L’America ha scelto: addio mediazione

Con un raid mirato, Trump cancella quarant’anni di prudenza strategica e si schiera apertamente nel conflitto israelo-iraniano

Trump Iran

Con il bombardamento dei siti nucleari iraniani, il presidente degli Stati Uniti Donald Trump ha compiuto un passo che rischia di compromettere gravemente la stabilità del Medio Oriente e di coinvolgere l’intero Occidente in una crisi che nessuno ha cercato, né desiderato. L’attacco, condotto con bombardieri Stealth e bombe a penetrazione profonda contro installazioni a Fordow, Natanz e Isfahan, è stato presentato come una risposta militare di precisione, ma appare nei fatti come un’escalation sconsiderata.

Quella che si configura è la prima azione militare diretta degli Stati Uniti contro l’Iran in oltre quarant’anni. Ed è avvenuta non in un contesto di autodifesa immediata, ma all’interno di un conflitto tra Israele e Iran che già stava generando tensioni pericolose. L’operazione rischia così di trasformare una crisi regionale in un confronto molto più ampio, con conseguenze difficilmente calcolabili.

Il presidente Trump ha rivendicato l’attacco con toni trionfalistici, parlando di una dimostrazione di forza senza precedenti. Ma al di là della retorica, restano le preoccupazioni legittime sollevate dai principali attori della regione.

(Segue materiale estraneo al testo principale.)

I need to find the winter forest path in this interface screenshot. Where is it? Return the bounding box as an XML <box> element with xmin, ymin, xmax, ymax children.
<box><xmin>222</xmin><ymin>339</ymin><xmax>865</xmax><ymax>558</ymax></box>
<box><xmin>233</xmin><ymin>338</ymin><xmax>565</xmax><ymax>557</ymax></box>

Paesi come Qatar, Arabia Saudita e Oman, storicamente attenti agli equilibri tra Washington e Teheran, hanno espresso seria preoccupazione e hanno invitato alla de-escalation, avvertendo del rischio di conseguenze catastrofiche.

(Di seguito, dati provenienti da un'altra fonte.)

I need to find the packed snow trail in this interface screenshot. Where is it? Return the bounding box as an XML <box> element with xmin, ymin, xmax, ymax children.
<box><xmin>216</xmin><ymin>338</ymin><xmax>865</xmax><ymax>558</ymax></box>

Colpisce il fatto che sia proprio il Qatar, sede della più grande base militare americana in Medio Oriente, a mettere in guardia da una spirale fuori controllo. Allo stesso modo, l’Arabia Saudita e l’Oman, pur non alleati dell’Iran, hanno ritenuto necessario condannare l’attacco, sottolineando la necessità urgente di un ritorno al dialogo e alle vie diplomatiche. La loro posizione suggerisce che la misura è colma anche per chi, fino a ieri, si era tenuto vicino agli Stati Uniti.

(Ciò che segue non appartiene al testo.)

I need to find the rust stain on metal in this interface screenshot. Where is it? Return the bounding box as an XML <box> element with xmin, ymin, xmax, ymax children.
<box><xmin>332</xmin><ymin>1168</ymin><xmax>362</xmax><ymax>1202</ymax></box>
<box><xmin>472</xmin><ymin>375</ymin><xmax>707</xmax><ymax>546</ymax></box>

Non va sottovalutato neppure l’aspetto tecnico: per quanto gli impianti nucleari iraniani siano stati colpiti senza causare, secondo l’Agenzia Internazionale per l’Energia Atomica, perdite radioattive gravi, la scelta di bombardare siti che ospitano materiale sensibile introduce un precedente pericoloso. La possibilità che in futuro simili attacchi producano danni ambientali o umanitari non può essere esclusa.

Il rischio più immediato, tuttavia, è quello politico. Con questa azione, gli Stati Uniti si sono di fatto schierati nel conflitto in corso, rinunciando a qualsiasi ruolo di mediazione. È una scelta che può isolare ulteriormente Washington e indebolire la posizione dell’Occidente, già provata da anni di tensioni, guerre per procura e sfiducia crescente nella leadership americana.

Di fronte a tutto ciò, sorprende, ma non troppo, il silenzio delle istituzioni europee. L’assenza di una voce autonoma e forte, capace di richiamare al diritto internazionale e al buon senso diplomatico, rivela una volta di più la fragilità strategica dell’Unione Europea.

In un momento in cui sarebbe necessario raffreddare gli animi e rafforzare i canali di comunicazione tra le potenze, l’amministrazione Trump sceglie la via muscolare. Una strada che, più che garantire la pace, rischia di alimentare l’instabilità.

Sarebbe utile che chi ha ancora responsabilità di governo e influenza nelle relazioni internazionali riflettesse con serietà su quanto accaduto. Non per difendere l’Iran o giustificare le sue ambizioni nucleari, ma per evitare che un’intera regione, e con essa il mondo, venga trascinata in un conflitto sempre più difficile da contenere.